Dans ce processus de chauffe, la bière est stérilisée, y avait quelqu’un qui disait pendant les épidémies de peste et de cholera que c’était plus sûr de boire de la bière que de l’eau. Et voilà, filtrer le houblon, mettre à refroidir dans un grand bac ou une cuve ouverte en cuivre qui est là juste au-dessus, sous les toits, les poutres en bois, proche des fenêtres ouvertes.

Il faut que le jus soit en contact avec l’air, car c’est là, que tout se passe, que les levures, spontanément, débarquent, et c’est parti, ça travaille, y a du sucre à manger, et à transformer en alcool.

Attachment-6.jpeg

Comme si l’air était l’ensemenceur. Imagine. La diversité de levures qu’il y a dans l’air, Bruxelles dehors, cette bâtisse qu’ils utilisent depuis des années, mais aussi l’apport de l’eau de la rivière, c’est tout ça, ce climat, cette ambiance, cette atmosphère, levurienne, bactérienne, qui fait la bière, celle-là, la gueuze de Cantillon. La typicité. C’est ce qui rend la bière vivante, toujours unique, d’un brassin à l’autre, dépendante du moment, infiniment, liée au moment, intimement, et à ces levures, qui viennent, naturellement, d’une façon, d’une autre, et révèlent, l’instant. Comme un cliché levurien.

Voilà, le cliché levurien de l’instant. C’est ça la gueuze.

Et, tu vois bien la différence avec une bière dans laquelle t’aurais ajouter 3 levures choisies spécifiquement pour leur goût. Celle-ci aurait toujours le même, de goût, tout le temps, celui de ces 3 levures. C’est pas le même job.

Attachment-3-2.jpeg

Ce presque « pain liquide », le lendemain, il est revenu à 20°C, il est ensemencé, il part en fût. Sacré parc à fûts d’ailleurs, qu’ils achètent aux vignerons, et qu’ils utilisent très longtemps. C’est pas évident de tout stocker, car les bières y restent jusqu’à 3 ans dans les fûts, et c’est aussi pour ça qu’ils ne peuvent pas produire davantage, ils ne veulent pas grandir, ils veulent garder leur griffe. 2800 hectolitres par an.

En fait, la gueuze, c’est un assemblage de vins de grains, c’est joli vin de grain, d’ailleurs, peut-être mieux que pain liquide, j’hésite. Enfin. Donc, le brasseur il assemble des fûts qui ont un an, deux ans, et trois ans, pour approcher toujours une ligne gustative un peu cohérente, pour avoir l’harmonie, l’équilibre.

Attachment-2-1.jpeg

Sur les barriques, les inscriptions en blanc, pour mieux identifier. Un code pour l’année, un numéro pour le brassin, et un L pour lambic, ou un I pour Iris, qui est une bière différente parce qu’on n’y met pas de froment. Iris, c’est orge malté, puis houblon moitié frais moitié âgé, de l’amer, de l’acide, plus de complexité, et une couleur caramel.

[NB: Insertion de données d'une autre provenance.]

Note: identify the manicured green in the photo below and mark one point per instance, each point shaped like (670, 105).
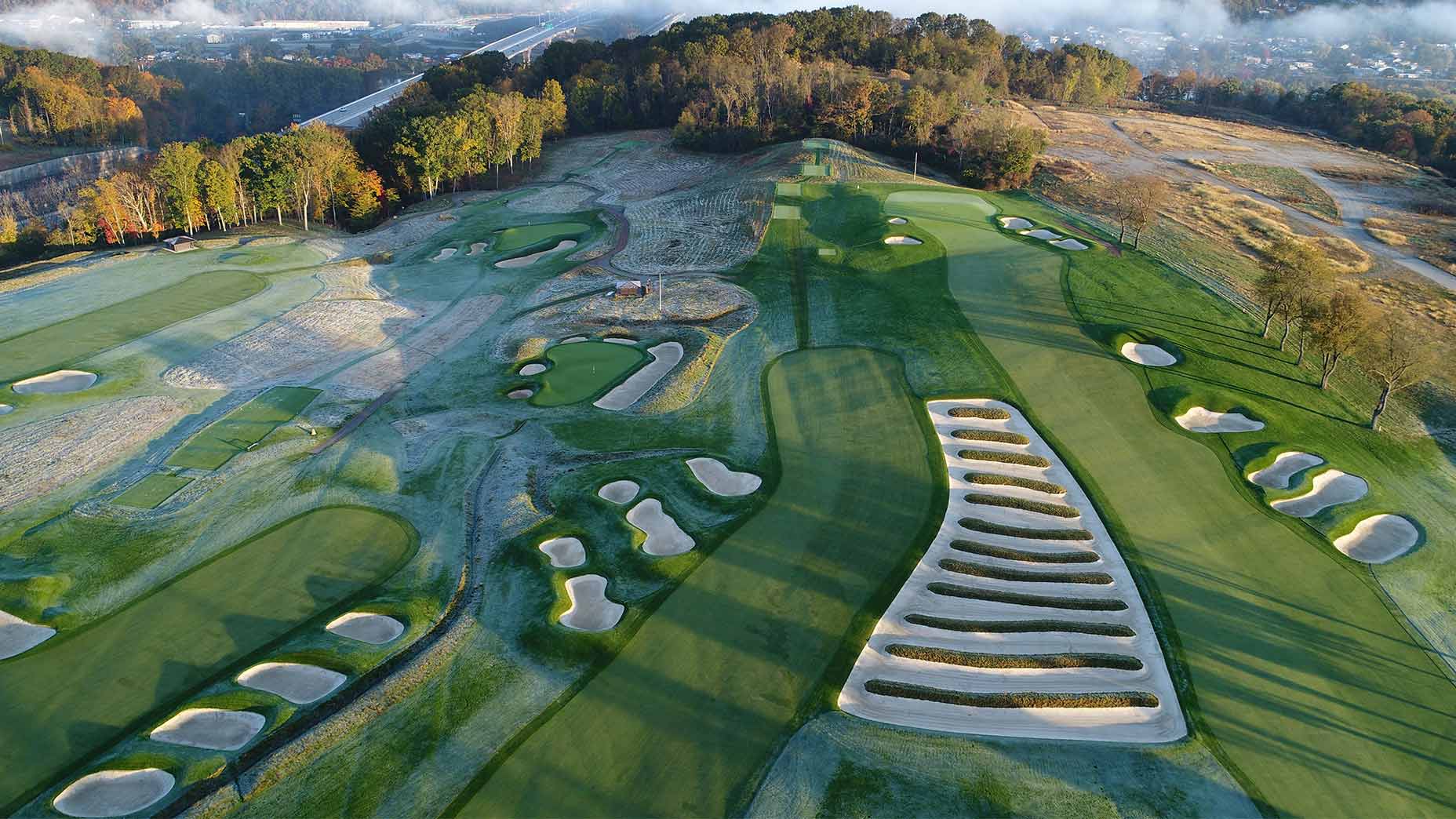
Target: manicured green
(529, 235)
(151, 491)
(85, 690)
(1299, 671)
(64, 343)
(251, 423)
(680, 720)
(583, 370)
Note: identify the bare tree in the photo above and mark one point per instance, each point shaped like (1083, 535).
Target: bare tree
(1396, 355)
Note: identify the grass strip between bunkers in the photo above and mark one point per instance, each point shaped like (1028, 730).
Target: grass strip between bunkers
(241, 429)
(71, 340)
(85, 690)
(680, 720)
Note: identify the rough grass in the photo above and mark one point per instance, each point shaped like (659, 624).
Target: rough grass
(1020, 458)
(991, 480)
(1010, 501)
(998, 436)
(1021, 625)
(1020, 599)
(985, 661)
(992, 528)
(1022, 576)
(1014, 698)
(1006, 552)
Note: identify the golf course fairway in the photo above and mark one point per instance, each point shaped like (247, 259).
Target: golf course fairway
(85, 690)
(1301, 672)
(683, 717)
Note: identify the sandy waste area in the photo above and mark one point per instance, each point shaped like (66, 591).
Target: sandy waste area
(925, 617)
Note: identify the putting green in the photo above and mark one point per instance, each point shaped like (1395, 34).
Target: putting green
(85, 690)
(251, 423)
(1299, 669)
(584, 370)
(71, 340)
(527, 235)
(682, 719)
(151, 491)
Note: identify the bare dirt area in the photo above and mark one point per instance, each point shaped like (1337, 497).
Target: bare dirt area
(46, 455)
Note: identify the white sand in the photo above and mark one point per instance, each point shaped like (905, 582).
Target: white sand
(619, 491)
(1331, 487)
(721, 480)
(1202, 420)
(114, 793)
(664, 358)
(367, 627)
(1148, 355)
(296, 682)
(18, 635)
(1155, 725)
(214, 729)
(1277, 475)
(664, 537)
(1379, 538)
(590, 608)
(564, 552)
(60, 380)
(529, 258)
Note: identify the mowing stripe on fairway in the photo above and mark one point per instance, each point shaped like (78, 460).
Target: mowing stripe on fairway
(683, 717)
(71, 340)
(83, 691)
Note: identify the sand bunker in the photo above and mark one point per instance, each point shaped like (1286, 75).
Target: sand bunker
(664, 358)
(564, 552)
(1148, 355)
(366, 627)
(214, 729)
(529, 258)
(1331, 489)
(60, 380)
(114, 793)
(18, 635)
(294, 682)
(590, 608)
(1277, 475)
(1200, 420)
(619, 491)
(1379, 538)
(721, 480)
(664, 537)
(1041, 234)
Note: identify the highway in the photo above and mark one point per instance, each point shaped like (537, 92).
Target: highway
(354, 112)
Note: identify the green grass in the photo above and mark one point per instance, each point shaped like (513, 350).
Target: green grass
(719, 672)
(69, 341)
(151, 491)
(1299, 671)
(529, 235)
(182, 635)
(584, 370)
(251, 423)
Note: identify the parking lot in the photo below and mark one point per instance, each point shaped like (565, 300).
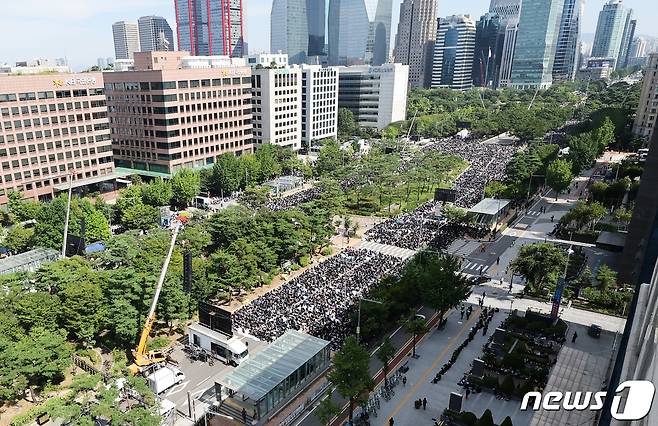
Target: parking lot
(200, 378)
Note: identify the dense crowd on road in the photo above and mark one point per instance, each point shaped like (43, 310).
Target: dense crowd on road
(411, 230)
(319, 300)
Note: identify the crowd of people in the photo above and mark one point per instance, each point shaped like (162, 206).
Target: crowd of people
(487, 162)
(319, 300)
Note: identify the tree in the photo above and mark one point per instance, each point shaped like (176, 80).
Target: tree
(385, 353)
(268, 165)
(140, 216)
(507, 422)
(83, 310)
(486, 419)
(330, 157)
(327, 409)
(185, 185)
(19, 239)
(157, 193)
(346, 124)
(606, 277)
(559, 176)
(441, 285)
(416, 326)
(350, 373)
(539, 263)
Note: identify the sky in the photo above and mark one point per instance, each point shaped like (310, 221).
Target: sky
(81, 30)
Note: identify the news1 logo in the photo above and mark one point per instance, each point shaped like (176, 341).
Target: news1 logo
(638, 401)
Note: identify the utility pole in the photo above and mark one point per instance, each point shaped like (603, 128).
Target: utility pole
(68, 213)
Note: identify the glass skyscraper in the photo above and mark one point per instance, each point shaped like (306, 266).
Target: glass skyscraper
(612, 32)
(155, 34)
(210, 27)
(489, 38)
(566, 53)
(536, 43)
(289, 29)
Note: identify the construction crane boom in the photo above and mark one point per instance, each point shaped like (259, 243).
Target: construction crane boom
(142, 358)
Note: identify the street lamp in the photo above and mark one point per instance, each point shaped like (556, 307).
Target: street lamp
(358, 320)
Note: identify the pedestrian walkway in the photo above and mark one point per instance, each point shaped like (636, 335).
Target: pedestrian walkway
(398, 252)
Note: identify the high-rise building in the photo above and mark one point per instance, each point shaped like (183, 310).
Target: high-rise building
(176, 111)
(508, 10)
(414, 42)
(647, 109)
(489, 40)
(289, 29)
(359, 31)
(612, 31)
(379, 30)
(54, 125)
(316, 16)
(627, 41)
(377, 96)
(126, 39)
(155, 34)
(319, 103)
(277, 106)
(566, 52)
(453, 53)
(536, 43)
(211, 27)
(348, 32)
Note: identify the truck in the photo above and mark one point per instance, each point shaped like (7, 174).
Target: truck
(164, 378)
(231, 350)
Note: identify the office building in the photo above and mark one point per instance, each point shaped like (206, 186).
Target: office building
(647, 109)
(289, 29)
(359, 31)
(379, 30)
(261, 60)
(453, 53)
(597, 69)
(414, 42)
(211, 27)
(52, 126)
(126, 39)
(377, 96)
(35, 66)
(177, 111)
(155, 34)
(566, 51)
(612, 31)
(319, 103)
(348, 32)
(489, 40)
(507, 10)
(626, 43)
(316, 16)
(277, 106)
(536, 43)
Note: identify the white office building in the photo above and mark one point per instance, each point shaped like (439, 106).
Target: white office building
(126, 39)
(377, 96)
(319, 103)
(267, 60)
(277, 106)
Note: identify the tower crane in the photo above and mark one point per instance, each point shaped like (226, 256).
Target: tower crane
(141, 357)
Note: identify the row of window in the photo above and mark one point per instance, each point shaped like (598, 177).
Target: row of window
(36, 109)
(59, 94)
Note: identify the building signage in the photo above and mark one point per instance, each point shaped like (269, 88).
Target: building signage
(75, 81)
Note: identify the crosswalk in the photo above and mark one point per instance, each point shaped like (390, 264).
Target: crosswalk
(474, 267)
(398, 252)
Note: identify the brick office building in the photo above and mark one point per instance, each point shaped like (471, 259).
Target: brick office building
(53, 127)
(177, 111)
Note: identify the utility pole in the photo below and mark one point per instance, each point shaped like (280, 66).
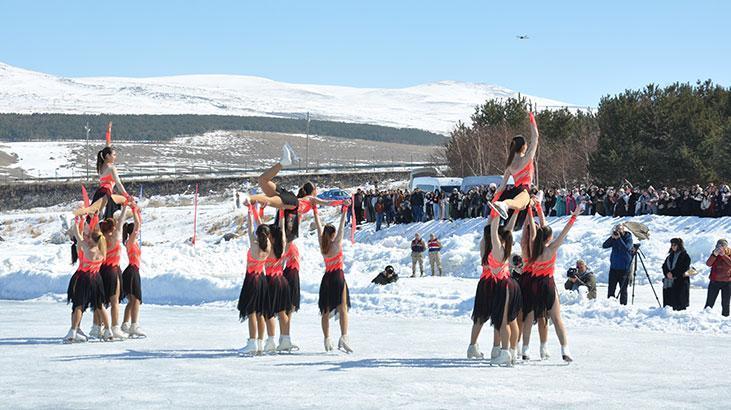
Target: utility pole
(86, 154)
(307, 143)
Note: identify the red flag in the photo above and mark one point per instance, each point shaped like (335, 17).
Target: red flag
(352, 219)
(109, 133)
(195, 207)
(85, 196)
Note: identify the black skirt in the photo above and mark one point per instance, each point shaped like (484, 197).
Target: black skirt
(293, 278)
(131, 284)
(543, 294)
(509, 289)
(86, 290)
(111, 207)
(278, 297)
(253, 295)
(331, 292)
(510, 194)
(111, 278)
(526, 281)
(482, 310)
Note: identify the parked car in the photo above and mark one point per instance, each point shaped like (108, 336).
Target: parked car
(334, 194)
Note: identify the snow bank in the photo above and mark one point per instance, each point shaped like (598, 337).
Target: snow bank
(174, 272)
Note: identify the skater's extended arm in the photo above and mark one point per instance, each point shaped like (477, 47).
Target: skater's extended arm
(533, 146)
(341, 228)
(565, 232)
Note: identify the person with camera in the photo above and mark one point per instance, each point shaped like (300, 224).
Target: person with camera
(620, 262)
(417, 255)
(720, 263)
(581, 276)
(675, 283)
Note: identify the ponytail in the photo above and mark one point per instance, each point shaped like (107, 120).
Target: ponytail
(101, 156)
(539, 244)
(515, 146)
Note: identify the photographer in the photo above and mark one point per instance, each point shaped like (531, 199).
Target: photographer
(675, 284)
(720, 263)
(581, 276)
(620, 261)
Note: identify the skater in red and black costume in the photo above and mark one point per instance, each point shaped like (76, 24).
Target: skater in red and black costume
(291, 273)
(131, 283)
(334, 295)
(546, 302)
(526, 280)
(521, 166)
(498, 295)
(110, 271)
(86, 288)
(279, 299)
(252, 299)
(294, 206)
(104, 199)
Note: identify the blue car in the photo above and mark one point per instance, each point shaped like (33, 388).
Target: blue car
(334, 194)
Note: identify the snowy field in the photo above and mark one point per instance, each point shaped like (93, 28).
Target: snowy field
(410, 337)
(434, 106)
(190, 360)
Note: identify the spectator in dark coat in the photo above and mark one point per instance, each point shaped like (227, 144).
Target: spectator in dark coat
(620, 262)
(676, 285)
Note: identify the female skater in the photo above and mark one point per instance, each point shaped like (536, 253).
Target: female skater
(526, 282)
(291, 273)
(484, 295)
(253, 292)
(110, 272)
(86, 288)
(543, 288)
(334, 295)
(279, 198)
(278, 300)
(131, 284)
(104, 197)
(522, 169)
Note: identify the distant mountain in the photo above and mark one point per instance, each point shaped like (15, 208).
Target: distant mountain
(435, 106)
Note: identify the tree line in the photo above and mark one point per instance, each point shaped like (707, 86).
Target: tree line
(676, 134)
(28, 127)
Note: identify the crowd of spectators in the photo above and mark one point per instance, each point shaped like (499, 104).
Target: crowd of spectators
(403, 206)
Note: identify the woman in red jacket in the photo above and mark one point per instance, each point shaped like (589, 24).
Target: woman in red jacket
(720, 263)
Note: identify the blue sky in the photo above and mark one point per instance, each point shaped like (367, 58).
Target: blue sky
(577, 51)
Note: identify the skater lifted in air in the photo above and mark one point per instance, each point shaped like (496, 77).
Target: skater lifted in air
(104, 198)
(277, 197)
(334, 295)
(522, 167)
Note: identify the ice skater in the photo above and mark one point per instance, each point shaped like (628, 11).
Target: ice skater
(521, 166)
(334, 294)
(86, 289)
(546, 302)
(131, 283)
(252, 298)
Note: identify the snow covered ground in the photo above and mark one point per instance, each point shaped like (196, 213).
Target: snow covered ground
(190, 360)
(435, 106)
(410, 337)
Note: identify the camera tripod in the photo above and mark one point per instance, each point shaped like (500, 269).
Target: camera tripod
(637, 255)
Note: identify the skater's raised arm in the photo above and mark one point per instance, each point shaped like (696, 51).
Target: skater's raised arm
(533, 146)
(341, 228)
(318, 225)
(553, 247)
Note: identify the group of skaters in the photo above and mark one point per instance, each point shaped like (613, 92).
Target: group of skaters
(271, 289)
(514, 306)
(106, 224)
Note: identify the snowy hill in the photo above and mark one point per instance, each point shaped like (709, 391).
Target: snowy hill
(435, 106)
(36, 261)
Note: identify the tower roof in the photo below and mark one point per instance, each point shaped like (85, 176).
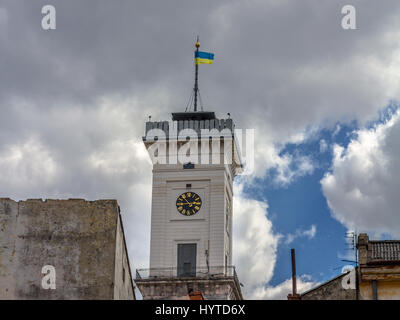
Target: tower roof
(198, 115)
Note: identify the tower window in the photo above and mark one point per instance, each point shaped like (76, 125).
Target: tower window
(187, 260)
(188, 165)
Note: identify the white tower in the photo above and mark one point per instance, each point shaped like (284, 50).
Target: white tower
(195, 159)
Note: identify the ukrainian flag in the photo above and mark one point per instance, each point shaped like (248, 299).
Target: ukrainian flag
(203, 57)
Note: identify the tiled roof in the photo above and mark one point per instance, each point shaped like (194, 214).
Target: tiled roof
(388, 250)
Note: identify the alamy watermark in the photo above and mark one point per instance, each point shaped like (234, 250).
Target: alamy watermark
(202, 146)
(49, 278)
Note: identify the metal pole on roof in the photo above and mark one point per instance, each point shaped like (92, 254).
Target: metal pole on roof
(294, 281)
(196, 84)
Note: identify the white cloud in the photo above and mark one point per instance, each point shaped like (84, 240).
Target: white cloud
(254, 242)
(323, 145)
(255, 248)
(363, 188)
(310, 233)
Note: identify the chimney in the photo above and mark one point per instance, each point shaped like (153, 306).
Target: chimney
(294, 295)
(362, 247)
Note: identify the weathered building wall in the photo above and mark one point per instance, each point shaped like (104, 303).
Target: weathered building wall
(75, 236)
(331, 290)
(386, 278)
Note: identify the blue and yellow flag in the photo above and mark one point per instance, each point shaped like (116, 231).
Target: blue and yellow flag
(203, 57)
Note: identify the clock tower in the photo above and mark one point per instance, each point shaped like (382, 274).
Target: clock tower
(195, 159)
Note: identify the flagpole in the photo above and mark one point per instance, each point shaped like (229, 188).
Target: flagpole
(196, 85)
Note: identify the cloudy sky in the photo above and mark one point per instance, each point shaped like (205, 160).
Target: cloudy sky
(323, 102)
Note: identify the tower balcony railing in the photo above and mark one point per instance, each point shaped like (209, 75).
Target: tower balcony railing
(217, 272)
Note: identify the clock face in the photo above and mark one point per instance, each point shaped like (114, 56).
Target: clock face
(188, 203)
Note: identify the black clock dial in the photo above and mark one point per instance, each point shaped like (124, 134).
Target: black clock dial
(188, 203)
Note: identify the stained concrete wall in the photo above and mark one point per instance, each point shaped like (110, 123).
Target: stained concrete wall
(77, 237)
(331, 290)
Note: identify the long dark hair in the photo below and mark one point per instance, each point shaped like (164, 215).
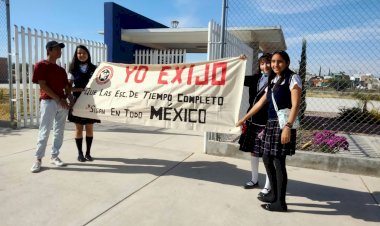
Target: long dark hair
(75, 62)
(285, 73)
(267, 57)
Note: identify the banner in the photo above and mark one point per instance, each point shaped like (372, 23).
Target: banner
(202, 96)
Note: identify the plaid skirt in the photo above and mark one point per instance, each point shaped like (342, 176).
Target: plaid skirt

C’est un goût spécial la gueuze. Faut être averti. Y a un truc très léger, aérien, acide en fait, qui t’en donne l’envie quand il fait chaud je crois, c’est très frais. Mais ça a la complexité.

C’est un jeu d’acide-amer joyeux et pointu.

Ce truc céréalier, forcément, ce style, un peu de pomme, le zeste à fond, et un genre vineux. Et sinon, t’as les bières-fruits. Fou’foune c’est abricot, kriek c’est cerise, ou t’as aussi la framboise. 200g de fruits par litre (c’est fou) qui macèrent pendant 6 à 8 semaines dans des fûts de 2 ans et des fûts de 1 an, car comme il reste un peu de sucre, ça s’imprègne bien. Un vrai goût de fruit, et de bière. Pas un soda. Et ça se boit pas trop froid tout ça, 14°C c’est bien, comme le vin. Le trop froid inhibe les arômes.

L’approche artisanale. Humilité face au produit qu’on aide à se faire, mais qu’on laisse se faire, on lui permet de se faire. Être à l’écoute des fûts. Dans l’assemblage. Et puis, aussi, pour les cuvées plus particulières. Une fois, la bière a vraiment pris le goût du vin du fût, un vin italien. Alors, ils ont fait un lambic spécial. Au lieu d’assembler des fûts de différentes années, ils ont fait un lambic millésimé. C’est le Grand Cru Bruoscella, y a pas de bulle, ça n’a pas refermenté en bouteille. Mi-bière, mi-vin, et pourquoi faudrait-il toujours tout mettre dans des cases, et sous des étiquettes.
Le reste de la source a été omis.